Jennifer Golbeck: The curly fry conundrum: Why social media "likes" say more than you might think
The Evolution of the Web and User Data
The Static to Interactive Shift
- In the early days of the web, content was primarily static, created by organizations or tech-savvy individuals.
- The rise of social media in the 2000s transformed the web into an interactive platform where average users contribute vast amounts of content.
- Facebook exemplifies this shift, boasting 1.2 billion monthly users who create online personas with minimal technical skills.
Data Collection and Behavioral Insights
- Users unknowingly share extensive personal data online, leading to unprecedented behavioral and demographic insights.
- Target's use of purchase history to predict a customer's pregnancy illustrates how companies analyze patterns for predictive modeling.
Predictive Modeling Techniques
- Target computes a "pregnancy score" based on subtle purchasing behaviors rather than obvious indicators like baby products.
- Researchers can predict various attributes (political preference, personality traits, etc.) using social media interactions and user behavior.
Understanding Predictive Indicators
- A study published in the Proceedings of the National Academies highlights that even seemingly irrelevant likes (e.g., curly fries) can indicate intelligence levels.

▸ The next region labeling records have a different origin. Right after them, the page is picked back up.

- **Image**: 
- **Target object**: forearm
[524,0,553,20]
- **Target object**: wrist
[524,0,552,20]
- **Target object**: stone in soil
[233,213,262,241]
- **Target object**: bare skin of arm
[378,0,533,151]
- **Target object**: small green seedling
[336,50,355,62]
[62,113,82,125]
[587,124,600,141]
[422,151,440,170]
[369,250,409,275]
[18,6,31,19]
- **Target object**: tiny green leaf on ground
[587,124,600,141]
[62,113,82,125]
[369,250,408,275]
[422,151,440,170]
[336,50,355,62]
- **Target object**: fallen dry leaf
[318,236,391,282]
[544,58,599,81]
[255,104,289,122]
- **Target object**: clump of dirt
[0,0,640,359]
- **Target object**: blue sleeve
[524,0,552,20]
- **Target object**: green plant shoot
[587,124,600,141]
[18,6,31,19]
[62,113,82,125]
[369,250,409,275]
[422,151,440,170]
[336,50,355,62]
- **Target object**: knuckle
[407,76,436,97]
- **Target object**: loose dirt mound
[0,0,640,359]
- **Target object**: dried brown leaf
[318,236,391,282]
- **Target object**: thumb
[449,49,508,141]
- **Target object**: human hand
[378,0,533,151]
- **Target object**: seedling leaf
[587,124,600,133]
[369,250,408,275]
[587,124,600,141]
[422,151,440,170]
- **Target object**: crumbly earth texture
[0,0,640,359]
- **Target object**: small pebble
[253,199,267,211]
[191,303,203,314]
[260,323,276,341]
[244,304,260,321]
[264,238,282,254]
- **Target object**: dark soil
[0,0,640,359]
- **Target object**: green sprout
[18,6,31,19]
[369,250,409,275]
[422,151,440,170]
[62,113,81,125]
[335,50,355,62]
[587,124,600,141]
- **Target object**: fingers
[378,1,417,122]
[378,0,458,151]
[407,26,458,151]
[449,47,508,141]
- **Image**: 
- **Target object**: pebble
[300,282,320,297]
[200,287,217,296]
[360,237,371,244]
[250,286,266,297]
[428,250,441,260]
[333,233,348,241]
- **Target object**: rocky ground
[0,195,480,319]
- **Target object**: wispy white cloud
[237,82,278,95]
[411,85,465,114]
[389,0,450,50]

- This phenomenon is explained through sociological theories such as homophily—people tend to associate with others similar to themselves.
Implications for Users
- The spread of information through networks resembles disease transmission; understanding this helps explain why certain likes correlate with specific attributes.
User Data Control and Its Implications
The Problem of User Data Control
- The speaker highlights a significant issue regarding user data control, emphasizing that users often lack power over how their data is utilized, which poses a problem for the future.
- An example is provided where the speaker could start a business predicting personal attributes (e.g., teamwork ability, substance use) based on user data without consent, illustrating the potential misuse of such information.
Challenges in Policy and Law
- The speaker discusses the difficulty of enacting meaningful changes to intellectual property law in the U.S. to give users more control over their data due to political inertia.
- Social media companies' revenue models depend on exploiting user data, complicating efforts to shift ownership back to users; it’s noted that users are often seen as products rather than customers.
Scientific Approaches to Data Privacy
- A proposed alternative path involves scientific research aimed at developing mechanisms that inform users about risks associated with sharing personal information online.
- Suggestions include allowing users to encrypt their uploaded data so that it remains inaccessible and worthless to third parties while still being viewable by selected individuals.
Ethical Considerations in Data Usage
- The speaker argues that if privacy measures hinder predictive methods developed from user data, this should be viewed as a success; the goal is not merely prediction but enhancing online interactions.